Specifically, as shown in fig. 3, when the tuning module 430 operates in the jth tuning parameter set, the following steps are sequentially performed to perform bidirectional transmission and reception debugging: firstly, the debugging host 410 controls the mobile terminal 420 to make the mobile terminal 420 perform signal transmission action with the specified power DUT _ Pwr (assumed to be 10dBm), and then the debugging host 410 controls the debugging instrument 440 to make the debugging instrument 440 perform signal receiving work and measure the power BOX _ Meas (j) received by the debugging instrument 440; then, the debugging host 410 controls the debugging instrument 440, the debugging instrument 440 performs signal transmission action with the specified power BOX _ Pwr (assumed to be 10dBm), and finally, the debugging host 410 controls the mobile terminal 420, so that the mobile terminal 420 performs signal receiving work and measures the power DUT _ Meas (j) received by the mobile terminal 420, and thus, a set of debugging data BOX _ Meas (j) and DUT _ Meas (j) is obtained.

Step S104: selecting the optimal tuning parameters: and sequentially repeating the step of selecting tuning parameters and the step of bidirectional transmitting and receiving debugging until the jth tuning parameter which enables the power received by the debugging instrument and the power received by the mobile terminal to be optimal is selected, namely the optimal tuning parameter under the ith working frequency band.

Specifically, as shown in fig. 3, to select which tuning parameter is most suitable for the selected ith operating frequency band, the above step S103 and step S104 are sequentially repeated, that is, each time one tuning parameter is selected, a bidirectional transmission and reception debugging is performed under the tuning parameter to obtain a set of debugging data, BOX _ meas (j) and DUT _ meas (j), by comparing each set of BOX _ meas (j) and DUT _ meas (j), a set of BOX _ meas (j) and DUT _ meas (j) that optimize the power received by the debugging instrument (closest to DUT _ Pwr) and a set of BOX _ meas (j) and DUT _ meas (j) that optimize the power received by the mobile terminal (closest to BOX _ Pwr) are selected, and the jth tuning parameter corresponding to the set of tuning parameter is the optimal tuning parameter under the selected ith operating frequency band, so as to complete the selection of the optimal tuning parameter under one operating frequency band.
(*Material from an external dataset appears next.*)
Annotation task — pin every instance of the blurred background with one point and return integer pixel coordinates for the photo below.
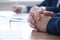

Step S105, selecting all the optimal tuning parameters, and repeating the steps of selecting the working frequency band, selecting the tuning parameters, performing bidirectional transmitting and receiving debugging and selecting the optimal tuning parameters in sequence to select the optimal tuning parameters in each working frequency band of M working frequency bands of the mobile terminal.

Specifically, as shown in fig. 3, the step S101, the step S102, the step S103, and the step S104 are sequentially repeated, and the purpose of quickly and accurately finding out the optimal tuning parameter in each operating frequency band of the operating frequency bands of the mobile terminal 420 can be achieved by selecting one operating frequency band for debugging each time according to the same principle.

As shown in fig. 5, a third embodiment of the present invention provides a method for tuning antenna tuning parameters, which is applied to the system 400, and the method includes the following steps:

step S201, selecting tuning parameters: and controlling the tuning module to select tuning parameters by the debugging host or the mobile terminal, so that the tuning module works under the jth tuning parameter in N sets of tuning parameters of the tuning module, wherein j is more than or equal to 1 and less than or equal to N.

Specifically, as shown in fig. 3, assuming that the corresponding tuning module 430 has N sets of tuning parameters, the optimum tuning parameter of each operating frequency band of the mobile terminal 420 is indirectly obtained by selecting the optimum operating frequency band suitable for each set of tuning parameters. During debugging, all tuning parameters may not be performed simultaneously, so that, initially, a certain set of tuning parameters needs to be selected each time for debugging. Assume that j is greater than or equal to 1 and less than or equal to N in j-th tuning parameters of N tuning parameters of tuning module 430 is selected. After selection, the tuning module 430 can be set by the debug host 410, or can be set by the mobile terminal 420, so that the tuning module 430 operates under the selected jth tuning parameter.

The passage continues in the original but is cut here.